In re Tax Appeal of Fleet Nat’l Bank
This was an administrative appeal by the Shawnee County Board of County Commissioners from a decision by the Board of Tax Appeals (BOTA) setting aside tax assessments the County claimed on three executive-style business aircraft for tax years 2000-2002. The dispute arose after the County had agreed in earlier proceedings that the aircraft were not subject to taxation and BOTA ordered them exempted. A few years later, the County attempted to reassess the aircraft for back taxes, interest, and penalties. The aircrafts' owners objected and commenced this action to avert the taxation. BOTA and the district court agreed with the owners but with different reasons for their rulings. The Supreme Court affirmed, holding that claim and issue preclusion barred the County from initiating new taxation efforts for the same tax years after the initial BOTA exemption orders became final. Remanded to BOTA for it to set aside the County's correction orders and assessment notices for the aircraft and tax years at issue.

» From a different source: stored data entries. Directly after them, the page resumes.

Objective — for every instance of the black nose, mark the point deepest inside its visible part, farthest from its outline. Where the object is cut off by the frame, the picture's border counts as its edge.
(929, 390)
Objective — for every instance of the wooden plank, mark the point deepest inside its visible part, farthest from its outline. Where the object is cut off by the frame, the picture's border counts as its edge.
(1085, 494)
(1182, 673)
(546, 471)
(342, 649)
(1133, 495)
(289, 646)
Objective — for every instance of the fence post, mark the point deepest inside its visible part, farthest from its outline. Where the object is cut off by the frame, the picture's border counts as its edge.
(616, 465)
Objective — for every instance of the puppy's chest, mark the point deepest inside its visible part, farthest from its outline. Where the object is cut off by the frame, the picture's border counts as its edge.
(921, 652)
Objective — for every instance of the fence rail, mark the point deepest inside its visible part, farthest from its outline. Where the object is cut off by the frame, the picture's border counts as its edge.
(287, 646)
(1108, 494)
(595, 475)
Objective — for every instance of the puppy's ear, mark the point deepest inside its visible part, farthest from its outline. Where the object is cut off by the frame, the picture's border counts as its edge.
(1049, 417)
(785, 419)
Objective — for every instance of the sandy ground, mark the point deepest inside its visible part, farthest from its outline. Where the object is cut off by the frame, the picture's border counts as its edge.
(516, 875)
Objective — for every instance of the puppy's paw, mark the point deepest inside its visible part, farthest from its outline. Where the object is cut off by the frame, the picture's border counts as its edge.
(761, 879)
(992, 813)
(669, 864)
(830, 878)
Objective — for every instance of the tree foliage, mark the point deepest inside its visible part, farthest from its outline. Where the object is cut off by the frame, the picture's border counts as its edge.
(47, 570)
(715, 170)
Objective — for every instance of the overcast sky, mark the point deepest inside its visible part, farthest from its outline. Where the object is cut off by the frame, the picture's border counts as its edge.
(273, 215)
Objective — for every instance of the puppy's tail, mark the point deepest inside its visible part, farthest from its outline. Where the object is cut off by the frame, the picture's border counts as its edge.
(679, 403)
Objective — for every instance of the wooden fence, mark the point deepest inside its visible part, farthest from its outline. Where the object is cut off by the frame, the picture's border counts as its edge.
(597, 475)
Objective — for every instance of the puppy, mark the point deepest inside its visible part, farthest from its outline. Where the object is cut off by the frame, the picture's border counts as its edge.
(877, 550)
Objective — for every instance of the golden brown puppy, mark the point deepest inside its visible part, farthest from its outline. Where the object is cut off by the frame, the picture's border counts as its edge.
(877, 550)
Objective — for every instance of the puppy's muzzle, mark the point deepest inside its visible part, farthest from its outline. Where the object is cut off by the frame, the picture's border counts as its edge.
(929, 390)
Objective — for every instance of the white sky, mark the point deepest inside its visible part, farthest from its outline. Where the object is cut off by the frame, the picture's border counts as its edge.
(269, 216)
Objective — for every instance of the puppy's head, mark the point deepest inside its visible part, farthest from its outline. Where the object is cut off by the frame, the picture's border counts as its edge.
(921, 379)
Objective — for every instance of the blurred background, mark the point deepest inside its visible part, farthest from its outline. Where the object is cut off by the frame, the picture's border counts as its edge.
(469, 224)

444 Lafayette, LLC v. County of Ramsey
Relators, two businesses, sought certiorari review of the Minnesota Tax Court's determination of the fair market value on the 2007, 2008, and 2009 assessment dates for an office building located in Ramsey County. At trial, the tax court heard expert testimony from Relators' appraiser and Ramsey County's appraiser. After trial, the County submitted a post-trial brief that argued for higher property valuations than the market values assigned to the property by either appraiser. The court then adopted, verbatim, the County's proposed market valuations on the three assessment dates. The Supreme Court reversed the tax court's decision, holding that the court's findings and conclusions failed to meet the standard articulated in Eden Prairie Mall, LLC v. County of Hennepin, which states that when the tax court rejects the testimony of both appraisers, the court must give a basis for its calculations and provide an adequate explanation and factual support in the record for its conclusions.